Due to the furor, Holdsworth wrote a new post on Dec. 1 titled “Statement Regarding Prayers for Prince George.” In it, he apologizes for any harm he may have caused the Royal Family, but decries how his original point was lost. He writes:
I could spend the next few weeks defending that post and keep reminding people what it was originally about. However, it seems to me that isn’t likely to be fruitful. The ironic comment that I made quite a while ago could be seen as hurtful to members of the Royal Family, a group of people whom I actually rather admire.
I’m sorry that something that I wrote has been interpreted in the way that it has. It was not my intention to cause hurt and I regret that this has led to the current focus on Prince George.

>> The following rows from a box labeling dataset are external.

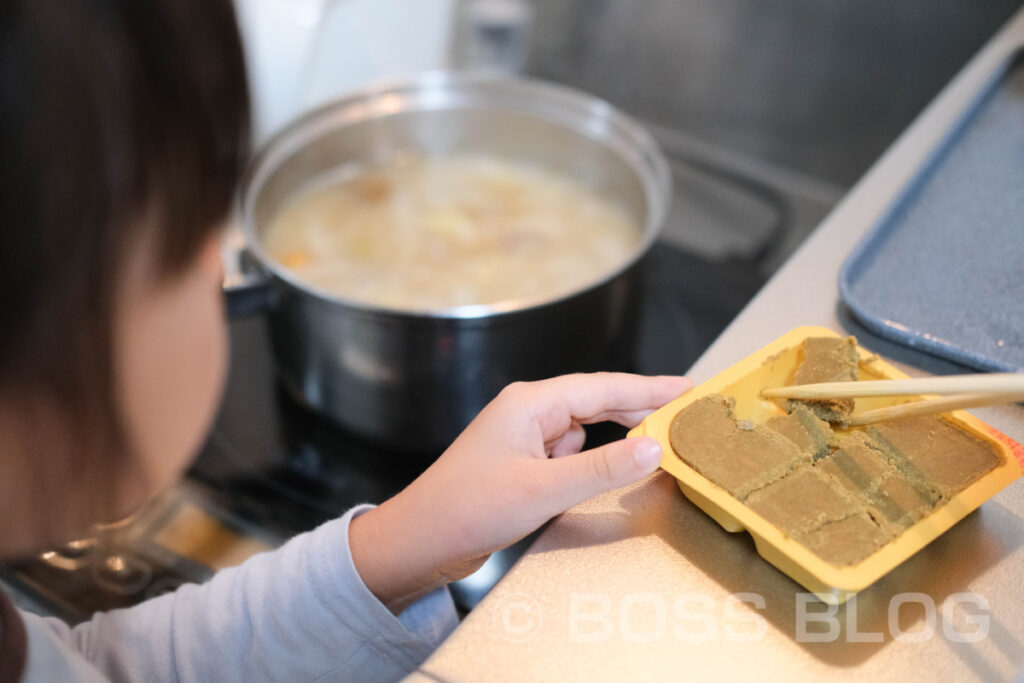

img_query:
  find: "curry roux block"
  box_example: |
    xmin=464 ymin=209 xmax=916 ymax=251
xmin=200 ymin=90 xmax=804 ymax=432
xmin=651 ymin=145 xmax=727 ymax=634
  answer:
xmin=765 ymin=405 xmax=833 ymax=460
xmin=815 ymin=432 xmax=937 ymax=530
xmin=795 ymin=512 xmax=893 ymax=566
xmin=746 ymin=465 xmax=866 ymax=537
xmin=669 ymin=394 xmax=811 ymax=500
xmin=867 ymin=416 xmax=1002 ymax=499
xmin=786 ymin=337 xmax=859 ymax=424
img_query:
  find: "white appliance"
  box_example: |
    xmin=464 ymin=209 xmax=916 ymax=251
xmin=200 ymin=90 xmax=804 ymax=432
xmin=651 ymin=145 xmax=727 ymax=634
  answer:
xmin=234 ymin=0 xmax=456 ymax=143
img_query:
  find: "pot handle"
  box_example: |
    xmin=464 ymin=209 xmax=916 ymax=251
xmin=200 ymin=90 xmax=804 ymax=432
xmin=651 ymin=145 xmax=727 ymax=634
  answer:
xmin=221 ymin=227 xmax=278 ymax=321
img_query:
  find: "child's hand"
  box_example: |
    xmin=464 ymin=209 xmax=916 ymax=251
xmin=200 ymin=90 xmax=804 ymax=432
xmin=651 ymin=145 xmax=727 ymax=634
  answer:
xmin=349 ymin=373 xmax=692 ymax=613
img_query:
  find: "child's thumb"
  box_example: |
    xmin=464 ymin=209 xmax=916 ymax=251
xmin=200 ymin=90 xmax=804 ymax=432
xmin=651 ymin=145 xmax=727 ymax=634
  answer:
xmin=550 ymin=436 xmax=662 ymax=514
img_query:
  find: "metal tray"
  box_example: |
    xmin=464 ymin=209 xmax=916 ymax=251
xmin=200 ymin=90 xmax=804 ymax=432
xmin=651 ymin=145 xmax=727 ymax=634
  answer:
xmin=839 ymin=49 xmax=1024 ymax=371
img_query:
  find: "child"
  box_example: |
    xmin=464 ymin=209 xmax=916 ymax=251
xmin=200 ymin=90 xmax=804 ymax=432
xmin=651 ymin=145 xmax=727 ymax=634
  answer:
xmin=0 ymin=0 xmax=689 ymax=682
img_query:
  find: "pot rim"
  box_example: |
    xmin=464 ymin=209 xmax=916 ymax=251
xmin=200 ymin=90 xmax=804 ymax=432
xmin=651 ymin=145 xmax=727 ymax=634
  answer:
xmin=237 ymin=71 xmax=672 ymax=319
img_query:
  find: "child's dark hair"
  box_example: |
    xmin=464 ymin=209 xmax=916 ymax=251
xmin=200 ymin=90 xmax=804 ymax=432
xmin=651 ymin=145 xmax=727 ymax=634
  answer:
xmin=0 ymin=0 xmax=249 ymax=532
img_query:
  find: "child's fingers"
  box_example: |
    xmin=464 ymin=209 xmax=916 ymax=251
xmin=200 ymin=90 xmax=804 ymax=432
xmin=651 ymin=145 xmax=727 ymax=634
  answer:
xmin=548 ymin=422 xmax=587 ymax=458
xmin=544 ymin=436 xmax=662 ymax=516
xmin=523 ymin=373 xmax=693 ymax=434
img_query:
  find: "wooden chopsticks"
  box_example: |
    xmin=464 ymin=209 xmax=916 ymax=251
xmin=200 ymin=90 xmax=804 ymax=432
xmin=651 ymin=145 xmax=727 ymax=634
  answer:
xmin=761 ymin=373 xmax=1024 ymax=426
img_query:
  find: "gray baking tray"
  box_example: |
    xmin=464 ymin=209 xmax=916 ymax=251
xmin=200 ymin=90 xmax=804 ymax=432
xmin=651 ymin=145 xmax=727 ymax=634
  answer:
xmin=839 ymin=48 xmax=1024 ymax=371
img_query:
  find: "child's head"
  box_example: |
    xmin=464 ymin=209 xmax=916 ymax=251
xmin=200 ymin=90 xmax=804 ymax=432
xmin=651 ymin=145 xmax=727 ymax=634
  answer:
xmin=0 ymin=0 xmax=249 ymax=553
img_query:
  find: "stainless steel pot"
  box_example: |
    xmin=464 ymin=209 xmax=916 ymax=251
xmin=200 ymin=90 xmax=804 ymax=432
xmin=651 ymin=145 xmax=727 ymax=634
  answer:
xmin=228 ymin=73 xmax=671 ymax=452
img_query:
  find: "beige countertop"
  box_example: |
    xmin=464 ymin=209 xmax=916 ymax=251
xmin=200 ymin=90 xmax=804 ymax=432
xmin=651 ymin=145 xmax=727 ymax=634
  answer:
xmin=411 ymin=10 xmax=1024 ymax=683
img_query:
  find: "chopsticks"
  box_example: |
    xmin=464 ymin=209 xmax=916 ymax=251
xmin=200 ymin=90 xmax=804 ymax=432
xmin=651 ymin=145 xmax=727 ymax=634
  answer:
xmin=761 ymin=373 xmax=1024 ymax=426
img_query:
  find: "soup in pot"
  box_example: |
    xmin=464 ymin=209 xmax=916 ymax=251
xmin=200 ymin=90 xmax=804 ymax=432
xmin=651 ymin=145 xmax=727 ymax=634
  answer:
xmin=263 ymin=156 xmax=641 ymax=311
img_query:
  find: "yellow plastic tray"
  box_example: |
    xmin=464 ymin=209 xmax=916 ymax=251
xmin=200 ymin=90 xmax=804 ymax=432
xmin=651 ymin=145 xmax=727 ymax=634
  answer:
xmin=630 ymin=327 xmax=1024 ymax=604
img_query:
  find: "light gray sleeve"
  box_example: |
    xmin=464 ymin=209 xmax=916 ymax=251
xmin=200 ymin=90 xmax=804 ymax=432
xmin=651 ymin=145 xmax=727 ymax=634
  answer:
xmin=26 ymin=506 xmax=458 ymax=683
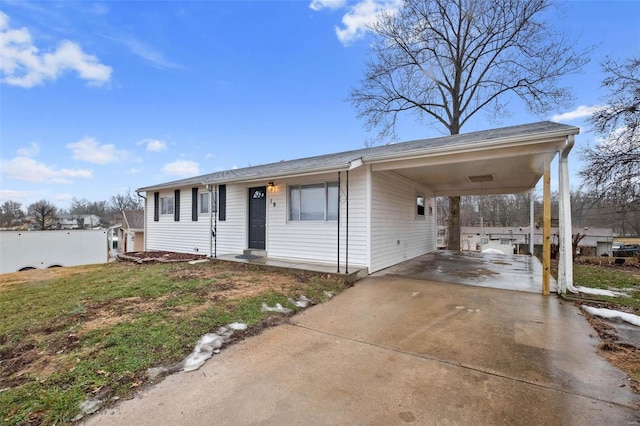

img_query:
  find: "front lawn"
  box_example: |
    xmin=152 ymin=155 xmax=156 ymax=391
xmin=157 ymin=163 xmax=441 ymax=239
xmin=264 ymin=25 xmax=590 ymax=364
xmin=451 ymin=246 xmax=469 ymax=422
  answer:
xmin=0 ymin=261 xmax=345 ymax=425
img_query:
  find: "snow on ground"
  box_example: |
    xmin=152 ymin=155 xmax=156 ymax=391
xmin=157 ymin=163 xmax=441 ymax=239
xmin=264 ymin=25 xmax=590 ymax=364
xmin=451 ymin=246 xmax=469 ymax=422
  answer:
xmin=260 ymin=302 xmax=293 ymax=314
xmin=576 ymin=286 xmax=624 ymax=297
xmin=582 ymin=306 xmax=640 ymax=327
xmin=482 ymin=249 xmax=504 ymax=254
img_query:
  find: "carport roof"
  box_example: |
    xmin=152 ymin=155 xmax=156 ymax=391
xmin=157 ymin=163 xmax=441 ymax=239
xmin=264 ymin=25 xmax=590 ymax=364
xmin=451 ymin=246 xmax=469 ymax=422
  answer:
xmin=138 ymin=121 xmax=580 ymax=195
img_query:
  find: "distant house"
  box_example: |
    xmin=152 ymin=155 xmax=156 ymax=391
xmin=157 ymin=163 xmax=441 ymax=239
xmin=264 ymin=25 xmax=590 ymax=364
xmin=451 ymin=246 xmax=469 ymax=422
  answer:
xmin=56 ymin=213 xmax=100 ymax=229
xmin=109 ymin=210 xmax=144 ymax=255
xmin=138 ymin=122 xmax=579 ymax=273
xmin=119 ymin=210 xmax=144 ymax=252
xmin=460 ymin=226 xmax=613 ymax=256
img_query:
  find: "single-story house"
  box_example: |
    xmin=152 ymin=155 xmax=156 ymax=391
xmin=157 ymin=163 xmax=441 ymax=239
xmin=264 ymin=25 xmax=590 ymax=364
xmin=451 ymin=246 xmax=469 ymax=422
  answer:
xmin=137 ymin=122 xmax=580 ymax=290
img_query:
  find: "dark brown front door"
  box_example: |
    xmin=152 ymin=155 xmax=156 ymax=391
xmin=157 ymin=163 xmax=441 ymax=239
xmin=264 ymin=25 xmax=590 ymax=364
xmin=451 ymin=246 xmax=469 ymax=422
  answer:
xmin=249 ymin=186 xmax=267 ymax=250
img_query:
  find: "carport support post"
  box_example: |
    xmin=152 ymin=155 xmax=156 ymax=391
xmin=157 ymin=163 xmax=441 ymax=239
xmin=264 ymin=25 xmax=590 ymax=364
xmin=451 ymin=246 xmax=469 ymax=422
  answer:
xmin=542 ymin=161 xmax=551 ymax=296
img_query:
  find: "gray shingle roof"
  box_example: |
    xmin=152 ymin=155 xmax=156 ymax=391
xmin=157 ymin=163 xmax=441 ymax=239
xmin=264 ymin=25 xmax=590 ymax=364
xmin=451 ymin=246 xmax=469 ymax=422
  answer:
xmin=138 ymin=121 xmax=580 ymax=192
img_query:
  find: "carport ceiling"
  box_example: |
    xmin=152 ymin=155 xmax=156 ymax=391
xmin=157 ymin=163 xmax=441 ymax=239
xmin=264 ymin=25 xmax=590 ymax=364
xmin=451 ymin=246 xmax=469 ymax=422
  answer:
xmin=371 ymin=135 xmax=566 ymax=196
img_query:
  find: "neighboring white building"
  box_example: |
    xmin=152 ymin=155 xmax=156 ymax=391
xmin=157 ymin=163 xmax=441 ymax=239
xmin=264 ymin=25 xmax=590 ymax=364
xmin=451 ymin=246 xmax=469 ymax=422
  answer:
xmin=0 ymin=230 xmax=108 ymax=273
xmin=57 ymin=213 xmax=100 ymax=229
xmin=460 ymin=226 xmax=613 ymax=256
xmin=138 ymin=122 xmax=579 ymax=273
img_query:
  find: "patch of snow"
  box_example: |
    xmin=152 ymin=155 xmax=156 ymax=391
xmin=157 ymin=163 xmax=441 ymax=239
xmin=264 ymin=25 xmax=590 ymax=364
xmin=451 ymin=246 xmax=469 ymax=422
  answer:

The issues about the church and its capacity to welcome same-sex couples who want to be married remain important. However, I won’t be part of a media circus that puts further pressure on members of the Royal Family. They need peace and young members of the Royal Family need privacy too.
Sadly, this has now become a story entirely about Prince George. I’ve had countless invitations to appear in the press and media over the next week. I’ve refused them all and will continue to do so. I have found most of the invitations rather tasteless – as though media organisations actually wanted to have a prolonged conversation about a small boy rather than discuss the issues of justice and fairness that I was trying to raise. We’ve seen media frenzies around the Royal Family before. No doubt we will see them again. I’m sorry that I inadvertently provoked this one by something I wrote some time ago.